Eric Scheie over at Classical Values points to a lawsuit that is a strong argument for "loser pays" rules:
I agree with Eric (who is a lawyer). How, exactly, could either the phone maker or the carrier have prevented this? Well, they could prevent phones from working while they are in motion...but that would mean that passengers couldn't use them, either.
In a case which I think epitomizes what is wrong with today's tort system, the daughter of a woman killed in an accident caused by a driver talking on a cell phone has sued Samsung (the phone manufacturer) and the wireless provider.She hopes to prove that the companies should have foreseen the dangers and that they failed to provide adequate warnings.I disagree with Professor Bamberger that it is a "compelling claim." I think it is a wholly frivolous claim, but the fact that it is considered compelling by a professor at one of the top law schools in the country illustrates a major problem with the legal system which needs to be addressed.
Legal experts said her lawsuit, currently the only such case and one of only a handful ever filed, faces steep challenges but also raises interesting questions about responsibility for behavior that is a threat to everyone on the road.
"This is a compelling type of legal claim," said Kenneth A. Bamberger, a professor at the University of California, Berkeley, School of Law. "It deals with the widespread use of a product we now know is involved in significant risk and deals with the ultimate question of who should contribute in minimizing the risk."
The lawsuit, filed in October, involves a crash in Oklahoma City on Sept. 3, 2008. Ms. Smith's mother, Linda Doyle, 61, died after her Toyota Rav4 was hit by a Ford pickup driven by Christopher Hill. Mr. Hill, then 20, told the police he was so distracted by a cellphone call that he ran a red light at 45 miles an hour, hitting Ms. Doyle's car as it crossed in front of him.
Mr. Hill was talking on a Samsung UpStage phone on the Sprint Nextel service. Samsung declined to comment. Sprint Nextel said that it "rejects the claims of negligence" in the suit and that it includes safety messages on packaging and user manuals, on its Web site and in its advertising.

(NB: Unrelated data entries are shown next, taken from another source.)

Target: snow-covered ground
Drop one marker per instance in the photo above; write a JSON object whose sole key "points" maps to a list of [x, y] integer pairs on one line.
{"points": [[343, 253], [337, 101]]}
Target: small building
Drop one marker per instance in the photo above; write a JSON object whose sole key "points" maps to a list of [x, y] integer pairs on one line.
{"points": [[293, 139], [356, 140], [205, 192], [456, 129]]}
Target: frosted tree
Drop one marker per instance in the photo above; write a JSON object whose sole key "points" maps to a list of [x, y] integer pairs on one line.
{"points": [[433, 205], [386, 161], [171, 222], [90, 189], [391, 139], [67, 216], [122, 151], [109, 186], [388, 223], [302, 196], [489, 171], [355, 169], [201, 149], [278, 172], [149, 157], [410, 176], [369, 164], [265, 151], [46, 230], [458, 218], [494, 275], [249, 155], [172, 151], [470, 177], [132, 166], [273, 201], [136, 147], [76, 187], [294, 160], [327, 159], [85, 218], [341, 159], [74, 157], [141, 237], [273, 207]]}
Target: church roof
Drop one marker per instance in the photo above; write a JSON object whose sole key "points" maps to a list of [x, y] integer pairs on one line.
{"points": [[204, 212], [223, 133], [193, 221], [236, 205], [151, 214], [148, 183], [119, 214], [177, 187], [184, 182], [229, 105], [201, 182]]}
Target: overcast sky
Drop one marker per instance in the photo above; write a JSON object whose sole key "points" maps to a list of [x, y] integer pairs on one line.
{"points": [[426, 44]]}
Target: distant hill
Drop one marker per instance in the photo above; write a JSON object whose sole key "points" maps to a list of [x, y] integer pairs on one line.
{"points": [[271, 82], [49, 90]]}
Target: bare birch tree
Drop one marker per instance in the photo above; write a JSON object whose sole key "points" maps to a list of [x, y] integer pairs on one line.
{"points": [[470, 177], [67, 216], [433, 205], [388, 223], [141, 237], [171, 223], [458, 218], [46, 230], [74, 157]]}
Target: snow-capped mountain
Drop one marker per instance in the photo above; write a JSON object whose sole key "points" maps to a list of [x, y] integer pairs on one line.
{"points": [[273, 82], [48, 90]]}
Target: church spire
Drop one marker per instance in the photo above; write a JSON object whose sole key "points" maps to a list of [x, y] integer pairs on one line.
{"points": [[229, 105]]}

Perhaps they could have made cellphones that required you to use two hands at once. But that would prevent disabled people from using cellphones--and with some of the incredibly stupid stunts that I have seen people doing while driving--I think the idiots that drive while on the phone would just have no hands on the wheel, instead of one. And you don't want to consider the ergonomics of a phone that required use of a hand and a foot to operate, do you?